There seems a kind of perpetual springtime about the place where water issues from the ground,—a freshness and a greenness that are ever renewed. The grass never fades, the ground is never parched or frozen. There is warmth there in winter and coolness in summer. The temperature is equalized. In March or April the spring runs are a bright emerald while the surrounding fields are yet brown and sere, and in fall they are yet green when the first snow covers them. Thus every fountain by the roadside is a fountain of youth and of life. This is what the old fables finally mean.

An intermittent spring is shallow; it has no deep root, and is like an inconstant friend. But a perennial spring, one whose ways are appointed, whose foundation is established, what a profound and beautiful symbol! In fact, there is no more large and universal symbol in nature than the spring, if there is any other capable of such wide and various applications.
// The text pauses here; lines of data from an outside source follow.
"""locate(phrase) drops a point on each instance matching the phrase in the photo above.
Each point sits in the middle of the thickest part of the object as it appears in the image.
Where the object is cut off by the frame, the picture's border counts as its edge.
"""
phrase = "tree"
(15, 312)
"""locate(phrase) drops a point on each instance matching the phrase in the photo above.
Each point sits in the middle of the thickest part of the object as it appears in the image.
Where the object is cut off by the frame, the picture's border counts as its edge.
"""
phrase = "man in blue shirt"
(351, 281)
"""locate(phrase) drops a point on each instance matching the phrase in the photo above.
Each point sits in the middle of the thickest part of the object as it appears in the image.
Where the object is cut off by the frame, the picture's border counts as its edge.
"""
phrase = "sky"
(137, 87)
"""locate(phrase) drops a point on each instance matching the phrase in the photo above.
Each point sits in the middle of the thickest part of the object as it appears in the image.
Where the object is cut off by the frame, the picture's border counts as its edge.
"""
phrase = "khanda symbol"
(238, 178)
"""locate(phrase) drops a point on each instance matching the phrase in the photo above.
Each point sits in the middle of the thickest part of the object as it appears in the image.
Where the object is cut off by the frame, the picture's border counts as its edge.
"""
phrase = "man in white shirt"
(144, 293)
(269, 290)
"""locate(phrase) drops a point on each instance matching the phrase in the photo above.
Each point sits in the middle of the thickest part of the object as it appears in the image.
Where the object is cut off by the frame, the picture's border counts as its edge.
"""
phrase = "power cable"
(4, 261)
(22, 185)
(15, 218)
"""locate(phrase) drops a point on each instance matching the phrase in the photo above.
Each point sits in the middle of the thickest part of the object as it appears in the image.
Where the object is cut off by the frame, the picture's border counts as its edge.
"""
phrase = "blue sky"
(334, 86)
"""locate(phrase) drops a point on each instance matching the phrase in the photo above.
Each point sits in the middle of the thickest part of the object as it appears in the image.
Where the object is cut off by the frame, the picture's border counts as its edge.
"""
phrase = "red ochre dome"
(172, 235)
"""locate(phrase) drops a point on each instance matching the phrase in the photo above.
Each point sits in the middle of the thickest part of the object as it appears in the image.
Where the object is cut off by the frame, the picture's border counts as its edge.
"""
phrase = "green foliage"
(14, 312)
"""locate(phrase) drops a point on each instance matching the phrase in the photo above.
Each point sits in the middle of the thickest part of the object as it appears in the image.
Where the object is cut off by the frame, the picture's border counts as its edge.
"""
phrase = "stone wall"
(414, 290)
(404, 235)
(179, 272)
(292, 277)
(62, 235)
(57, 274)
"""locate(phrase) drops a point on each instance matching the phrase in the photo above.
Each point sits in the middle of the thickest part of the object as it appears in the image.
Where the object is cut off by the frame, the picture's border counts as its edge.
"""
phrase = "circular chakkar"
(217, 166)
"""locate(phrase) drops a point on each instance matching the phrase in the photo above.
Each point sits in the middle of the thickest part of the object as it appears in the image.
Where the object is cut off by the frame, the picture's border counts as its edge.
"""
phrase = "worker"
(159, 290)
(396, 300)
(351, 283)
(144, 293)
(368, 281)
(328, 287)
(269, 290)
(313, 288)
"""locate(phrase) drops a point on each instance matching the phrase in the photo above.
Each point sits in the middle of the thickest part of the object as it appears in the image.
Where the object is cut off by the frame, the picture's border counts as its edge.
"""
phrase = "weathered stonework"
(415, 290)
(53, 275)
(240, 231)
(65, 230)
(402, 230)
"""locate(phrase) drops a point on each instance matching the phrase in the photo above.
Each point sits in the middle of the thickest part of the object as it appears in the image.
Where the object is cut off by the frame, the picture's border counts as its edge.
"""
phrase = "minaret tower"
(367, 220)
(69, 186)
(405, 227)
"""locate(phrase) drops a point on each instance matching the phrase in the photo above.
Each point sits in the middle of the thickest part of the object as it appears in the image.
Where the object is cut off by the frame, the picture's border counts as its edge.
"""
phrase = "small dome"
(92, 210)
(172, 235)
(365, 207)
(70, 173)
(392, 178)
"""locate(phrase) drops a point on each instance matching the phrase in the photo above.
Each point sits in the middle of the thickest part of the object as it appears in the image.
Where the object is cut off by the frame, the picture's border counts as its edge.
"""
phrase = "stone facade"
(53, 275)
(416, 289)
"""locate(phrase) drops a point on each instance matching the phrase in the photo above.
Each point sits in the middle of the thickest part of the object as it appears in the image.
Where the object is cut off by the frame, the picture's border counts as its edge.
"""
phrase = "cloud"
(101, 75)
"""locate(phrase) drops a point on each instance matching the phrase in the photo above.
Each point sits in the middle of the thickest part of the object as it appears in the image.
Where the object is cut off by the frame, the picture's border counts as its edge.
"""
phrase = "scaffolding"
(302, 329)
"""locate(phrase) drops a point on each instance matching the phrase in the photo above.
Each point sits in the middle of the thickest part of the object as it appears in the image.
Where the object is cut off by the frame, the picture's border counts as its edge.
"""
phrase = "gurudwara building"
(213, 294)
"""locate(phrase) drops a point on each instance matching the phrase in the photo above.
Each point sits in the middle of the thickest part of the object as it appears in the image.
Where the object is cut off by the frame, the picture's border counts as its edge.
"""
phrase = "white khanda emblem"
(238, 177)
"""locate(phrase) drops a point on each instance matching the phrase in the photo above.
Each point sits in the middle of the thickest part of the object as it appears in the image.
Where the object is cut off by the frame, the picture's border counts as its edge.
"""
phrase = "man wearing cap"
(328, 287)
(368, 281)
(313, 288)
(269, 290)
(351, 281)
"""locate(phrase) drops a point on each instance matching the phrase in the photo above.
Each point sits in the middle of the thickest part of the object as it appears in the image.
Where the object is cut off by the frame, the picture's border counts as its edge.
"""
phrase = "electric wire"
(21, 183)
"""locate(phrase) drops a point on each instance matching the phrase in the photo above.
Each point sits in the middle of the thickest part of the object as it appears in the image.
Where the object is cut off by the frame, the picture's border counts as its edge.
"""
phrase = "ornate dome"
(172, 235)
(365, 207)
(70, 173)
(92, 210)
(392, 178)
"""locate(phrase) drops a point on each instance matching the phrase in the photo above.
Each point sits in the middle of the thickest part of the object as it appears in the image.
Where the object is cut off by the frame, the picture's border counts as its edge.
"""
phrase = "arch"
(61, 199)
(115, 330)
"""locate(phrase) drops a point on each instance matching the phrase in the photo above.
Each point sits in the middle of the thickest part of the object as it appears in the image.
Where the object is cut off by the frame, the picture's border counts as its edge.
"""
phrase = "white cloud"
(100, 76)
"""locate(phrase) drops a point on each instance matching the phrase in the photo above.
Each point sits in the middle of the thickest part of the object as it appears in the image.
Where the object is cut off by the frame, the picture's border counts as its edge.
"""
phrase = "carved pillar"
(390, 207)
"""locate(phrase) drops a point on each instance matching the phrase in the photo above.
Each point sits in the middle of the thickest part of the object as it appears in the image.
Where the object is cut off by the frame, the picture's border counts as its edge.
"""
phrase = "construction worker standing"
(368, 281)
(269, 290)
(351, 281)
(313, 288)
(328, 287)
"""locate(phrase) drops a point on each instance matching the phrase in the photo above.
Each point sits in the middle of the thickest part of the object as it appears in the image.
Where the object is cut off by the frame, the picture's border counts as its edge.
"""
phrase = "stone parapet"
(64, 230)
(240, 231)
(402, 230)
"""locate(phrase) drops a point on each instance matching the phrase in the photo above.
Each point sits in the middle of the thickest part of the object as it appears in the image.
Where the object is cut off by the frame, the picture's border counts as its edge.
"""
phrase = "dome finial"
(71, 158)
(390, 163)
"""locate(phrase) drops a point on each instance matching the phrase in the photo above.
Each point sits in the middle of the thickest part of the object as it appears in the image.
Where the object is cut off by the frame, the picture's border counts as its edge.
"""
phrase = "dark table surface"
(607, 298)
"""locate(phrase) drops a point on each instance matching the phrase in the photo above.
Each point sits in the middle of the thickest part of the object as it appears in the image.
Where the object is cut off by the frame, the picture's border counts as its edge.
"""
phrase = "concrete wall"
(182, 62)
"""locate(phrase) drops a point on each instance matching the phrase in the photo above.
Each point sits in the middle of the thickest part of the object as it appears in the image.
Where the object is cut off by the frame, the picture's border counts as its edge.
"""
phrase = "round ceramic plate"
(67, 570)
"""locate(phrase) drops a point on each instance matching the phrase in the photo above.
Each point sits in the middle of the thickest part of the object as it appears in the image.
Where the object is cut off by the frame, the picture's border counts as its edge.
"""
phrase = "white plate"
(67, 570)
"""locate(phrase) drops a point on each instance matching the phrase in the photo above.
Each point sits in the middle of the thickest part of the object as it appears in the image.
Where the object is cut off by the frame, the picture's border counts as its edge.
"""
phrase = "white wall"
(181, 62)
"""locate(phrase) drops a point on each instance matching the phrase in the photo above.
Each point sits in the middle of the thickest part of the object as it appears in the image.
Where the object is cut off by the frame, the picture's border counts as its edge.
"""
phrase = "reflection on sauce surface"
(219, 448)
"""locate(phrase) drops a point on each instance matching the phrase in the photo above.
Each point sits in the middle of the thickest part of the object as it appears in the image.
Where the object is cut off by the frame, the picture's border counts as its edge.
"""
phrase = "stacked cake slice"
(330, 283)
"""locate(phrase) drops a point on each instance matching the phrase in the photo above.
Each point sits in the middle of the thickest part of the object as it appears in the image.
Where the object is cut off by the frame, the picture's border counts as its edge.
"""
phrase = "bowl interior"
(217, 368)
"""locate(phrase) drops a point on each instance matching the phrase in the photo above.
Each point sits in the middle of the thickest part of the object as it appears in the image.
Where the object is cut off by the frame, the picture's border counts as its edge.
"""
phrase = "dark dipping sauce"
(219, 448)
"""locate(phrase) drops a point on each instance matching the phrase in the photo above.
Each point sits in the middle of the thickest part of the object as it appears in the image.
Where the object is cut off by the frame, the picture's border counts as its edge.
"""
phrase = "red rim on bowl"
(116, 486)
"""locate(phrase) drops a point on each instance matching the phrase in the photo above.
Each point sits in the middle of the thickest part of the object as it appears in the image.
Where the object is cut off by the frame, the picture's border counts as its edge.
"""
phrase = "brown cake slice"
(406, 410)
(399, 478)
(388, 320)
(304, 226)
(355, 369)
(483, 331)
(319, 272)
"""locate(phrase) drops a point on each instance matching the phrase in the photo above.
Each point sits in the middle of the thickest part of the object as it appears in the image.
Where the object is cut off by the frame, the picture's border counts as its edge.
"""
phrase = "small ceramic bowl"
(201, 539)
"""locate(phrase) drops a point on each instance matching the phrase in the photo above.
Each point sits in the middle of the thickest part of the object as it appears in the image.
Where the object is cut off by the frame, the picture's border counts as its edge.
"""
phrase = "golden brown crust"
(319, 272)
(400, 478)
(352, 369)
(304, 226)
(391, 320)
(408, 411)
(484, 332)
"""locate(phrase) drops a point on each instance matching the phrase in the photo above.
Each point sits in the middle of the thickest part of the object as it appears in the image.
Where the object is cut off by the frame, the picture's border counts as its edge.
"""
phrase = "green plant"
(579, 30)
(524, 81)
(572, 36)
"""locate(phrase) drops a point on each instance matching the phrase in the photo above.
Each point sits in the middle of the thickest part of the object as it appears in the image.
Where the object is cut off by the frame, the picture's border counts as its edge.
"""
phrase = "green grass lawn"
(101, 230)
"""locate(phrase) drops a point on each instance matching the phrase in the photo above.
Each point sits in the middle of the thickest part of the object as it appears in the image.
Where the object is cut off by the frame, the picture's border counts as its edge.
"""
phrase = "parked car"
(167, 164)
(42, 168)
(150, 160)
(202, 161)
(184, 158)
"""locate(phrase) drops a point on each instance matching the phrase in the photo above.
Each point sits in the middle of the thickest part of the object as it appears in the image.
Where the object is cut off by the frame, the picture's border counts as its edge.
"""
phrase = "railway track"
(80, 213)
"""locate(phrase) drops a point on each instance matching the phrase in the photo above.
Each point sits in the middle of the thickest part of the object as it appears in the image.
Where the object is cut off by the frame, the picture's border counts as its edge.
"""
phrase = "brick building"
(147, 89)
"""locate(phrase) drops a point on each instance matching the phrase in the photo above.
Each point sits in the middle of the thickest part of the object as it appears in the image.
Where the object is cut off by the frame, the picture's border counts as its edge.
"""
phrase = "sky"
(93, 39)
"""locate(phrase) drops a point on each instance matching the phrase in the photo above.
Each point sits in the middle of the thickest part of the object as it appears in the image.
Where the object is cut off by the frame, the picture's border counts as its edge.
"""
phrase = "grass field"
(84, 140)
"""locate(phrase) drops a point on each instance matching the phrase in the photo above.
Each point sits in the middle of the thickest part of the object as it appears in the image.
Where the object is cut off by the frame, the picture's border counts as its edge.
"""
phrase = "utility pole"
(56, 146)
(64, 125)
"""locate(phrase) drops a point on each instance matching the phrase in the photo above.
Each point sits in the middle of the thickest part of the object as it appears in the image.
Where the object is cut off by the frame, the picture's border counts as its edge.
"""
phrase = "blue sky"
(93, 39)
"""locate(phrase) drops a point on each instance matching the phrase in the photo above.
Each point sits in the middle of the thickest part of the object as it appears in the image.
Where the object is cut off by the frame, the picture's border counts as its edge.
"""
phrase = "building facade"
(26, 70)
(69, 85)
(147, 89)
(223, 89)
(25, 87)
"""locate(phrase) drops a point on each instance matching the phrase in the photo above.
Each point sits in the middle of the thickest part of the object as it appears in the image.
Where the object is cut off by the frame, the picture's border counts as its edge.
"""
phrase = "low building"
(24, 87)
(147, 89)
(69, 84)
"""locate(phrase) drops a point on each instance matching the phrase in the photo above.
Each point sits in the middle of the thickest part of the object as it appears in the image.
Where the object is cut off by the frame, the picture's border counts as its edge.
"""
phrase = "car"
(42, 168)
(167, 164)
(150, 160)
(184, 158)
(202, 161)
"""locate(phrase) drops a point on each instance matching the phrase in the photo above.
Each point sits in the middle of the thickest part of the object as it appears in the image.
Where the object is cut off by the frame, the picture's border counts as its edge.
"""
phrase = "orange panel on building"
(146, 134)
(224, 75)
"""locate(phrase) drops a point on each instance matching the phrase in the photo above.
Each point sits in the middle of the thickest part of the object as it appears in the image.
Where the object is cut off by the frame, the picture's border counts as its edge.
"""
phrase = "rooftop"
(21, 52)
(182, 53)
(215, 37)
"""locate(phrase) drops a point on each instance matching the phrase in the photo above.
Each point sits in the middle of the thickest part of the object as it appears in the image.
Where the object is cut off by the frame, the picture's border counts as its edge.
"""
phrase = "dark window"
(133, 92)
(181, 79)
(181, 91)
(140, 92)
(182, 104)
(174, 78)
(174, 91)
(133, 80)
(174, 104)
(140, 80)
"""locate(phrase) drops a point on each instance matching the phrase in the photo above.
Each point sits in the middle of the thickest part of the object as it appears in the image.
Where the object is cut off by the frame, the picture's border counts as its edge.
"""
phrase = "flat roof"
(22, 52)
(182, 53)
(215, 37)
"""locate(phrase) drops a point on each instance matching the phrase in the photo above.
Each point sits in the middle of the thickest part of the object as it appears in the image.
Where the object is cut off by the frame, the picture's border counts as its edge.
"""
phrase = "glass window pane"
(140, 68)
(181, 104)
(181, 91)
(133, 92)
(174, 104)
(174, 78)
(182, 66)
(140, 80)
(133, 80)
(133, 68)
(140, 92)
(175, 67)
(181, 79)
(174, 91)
What preparation seems to have been made for it in the conformation of the ground, even in the deep underlying geological strata! Vast rocks and ledges are piled for it, or cleft asunder that it may find a way. Sometimes it is a trickling thread of silver down the sides of a seamed and scarred precipice. Then again the stratified rock is like a just-lifted lid, from beneath which the water issues. Or it slips noiselessly out of a deep dimple in the fields. Occasionally it bubbles up in the valley, as if forced up by the surrounding hills. Many springs, no doubt, find an outlet in the beds of the large rivers and lakes, and are unknown to all but the fishes. They probably find them out and make much of them. The trout certainly do. Find a place in the creek where a spring issues, or where it flows into it from a near bank, and you have found a most likely place for trout. They deposit their spawn there in the fall, warm their noses there in winter, and cool themselves there in summer. I have seen the patriarchs of the tribe of an old and much-fished stream, seven or eight enormous fellows, congregated in such a place. The boys found it out, and went with a bag and bagged them all. In another place a trio of large trout, that knew and despised all the arts of the fishermen, took up their abode in a deep, dark hole in the edge of the wood, that had a spring flowing into a shallow part of it. In midsummer they were wont to come out from their safe retreat and bask in the spring, their immense bodies but a few inches under water. A youth, who had many times vainly sounded their dark hiding-place with his hook, happening to come along with his rifle one day, shot the three, one after another, killing them by the concussion of the bullet on the water immediately over them.

The ocean itself is known to possess springs, copious ones, in many places the fresh water rising up through the heavier salt as through a rock, and affording supplies to vessels at the surface. Off the coast of Florida many of these submarine springs have been discovered, the outlet, probably, of the streams and rivers that disappear in the "sinks" of that State.

It is a pleasant conception, that of the unscientific folk, that the springs are fed directly by the sea, or that the earth is full of veins or arteries that connect with the great reservoir of waters. But when science turns the conception over and makes the connection in the air,—disclosing the great water-main in the clouds, and that the mighty engine of the hydraulic system of nature is the sun,—the fact becomes even more poetical, does it not? This is one of the many cases where science, instead of curtailing the imagination, makes new and large demands upon it.

The hills are great sponges that do not and cannot hold the water that is precipitated upon them, but let it filter through at the bottom. This is the way the sea has robbed the earth of its various salts, its potash, its lime, its magnesia, and many other mineral elements. It is found that the oldest upheavals, those sections of the country that have been longest exposed to the leeching and washing of the rains, are poorest in those substances that go to the making of the osseous framework of man and of the animals. Wheat does not grow well there, and the men born and reared there are apt to have brittle bones. An important part of those men went downstream ages before they were born. The water of such sections is now soft and free from mineral substances, but not more wholesome on that account.